Elasticsearch使用篇 - 组合聚合
创始人
2024-06-02 01:28:39
0

Composite aggregation

[kəmˈpɑːzət],组合聚合。属于分桶聚合。

基于不同的源(source)来创建组合聚合(composite aggregation)桶。可以对多级的聚合的结果进行分页。该聚合方式提供了一种方式来流化某种聚合的所有桶,类似于文档的滚动(scroll)。

组合聚合目前不兼容 pipeline aggregation。

组合聚合基于文档的值来创建一个组合,每个组合可以看作是一个组合桶。

比如,文档的内容如下:

{"keyword": ["foo", "bar"],"number": [23, 65, 76]
}

通过使用组合聚合的方式,会产生如下几种组合桶。

{ "keyword": "foo", "number": 23 }
{ "keyword": "foo", "number": 65 }
{ "keyword": "foo", "number": 76 }
{ "keyword": "bar", "number": 23 }
{ "keyword": "bar", "number": 65 }
{ "keyword": "bar", "number": 76 }
  • sources:定义聚合源的列表。每个聚合源的名称需要唯一。

  • missing_bucket :默认 false,即如果某个聚合源的结果为空,则整体的组合聚合的结果会输出 []。如果设置 true,只有结果为空的聚合源输出 null,其它聚合源正常输出。

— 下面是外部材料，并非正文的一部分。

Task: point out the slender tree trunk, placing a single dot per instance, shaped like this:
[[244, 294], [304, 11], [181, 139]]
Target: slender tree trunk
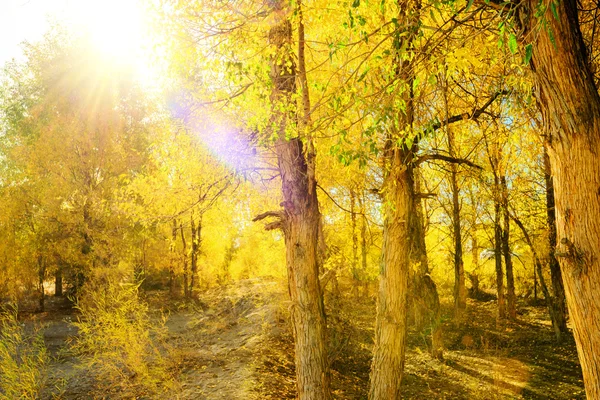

  • size:限制组合聚合的结果输出多少条数据。默认 10。

  • after:设置当前页的起点,即上一页的最后一条数据。

聚合源

terms、histogram、date_histogram、geotile_grid 四种聚合可以作为聚合源。

terms聚合作为聚合源

GET kibana_sample_data_flights/_search
{"track_total_hits": true,"size": 0,"aggs": {"composite_FlightTimeMin": {"terms": {"field": "FlightTimeMin"}}}
}

这种方式等价于直接使用 terms 聚合。

GET kibana_sample_data_flights/_search
{"track_total_hits": true,"size": 0,"runtime_mappings": {"FlightTimeMinChanged": {"type": "double","script": {"source": """emit(doc['FlightTimeMin'].value / 10)"""}}},"aggs": {"composite_FlightTimeMinChanged": {"composite": {"sources": [{"terms_FlightTimeMinChanged": {"terms": {"field": "FlightTimeMinChanged"}}}]}}}
}

支持运行时字段来创建组合桶。

histogram聚合作为聚合源

GET kibana_sample_data_flights/_search
{"track_total_hits": true,"size": 0,"aggs": {"composite_FlightTimeMin": {"composite": {"sources": [{"histogram_FlightTimeMin": {"histogram": {"field": "FlightTimeMin","interval": 10}}}]}}}
}

date_histogram聚合作为聚合源

GET kibana_sample_data_flights/_search
{"track_total_hits": true,"size": 0,"aggs": {"composite_timestamp": {"composite": {"sources": [{"date_histogram_timestamp": {"date_histogram": {"field": "timestamp","calendar_interval": "1d","format": "yyyy-MM-dd"}}}]}}}
}

多种聚合源组合在一起

GET kibana_sample_data_flights/_search
{"track_total_hits": true,"size": 0,"aggs": {"composite_timestamp_FlightTimeMin": {"composite": {"sources": [{"date_histogram_timestamp": {"date_histogram": {"field": "timestamp","calendar_interval": "1d","format": "yyyy-MM-dd"}}},{"terms_FlightTimeMin": {"terms": {"field": "FlightTimeMin"}}}]}}}
}

不同聚合源分别指定排序规则

先按照第一个聚合源进行排序,然后第二个。。以此类推。

GET kibana_sample_data_flights/_search
{"track_total_hits": true,"size": 0,"aggs": {"composite_timestamp_FlightTimeMin": {"composite": {"sources": [{"date_histogram_timestamp": {"date_histogram": {"field": "timestamp","calendar_interval": "1d","format": "yyyy-MM-dd","order": "desc"}}},{"terms_FlightTimeMin": {"terms": {"field": "FlightTimeMin","order": "asc"}}}]}}}
}

组合聚合与子聚合之间的对比

首先使用组合聚合的方式,按照 OriginCountry、DestCountry 两个字段进行词项聚合。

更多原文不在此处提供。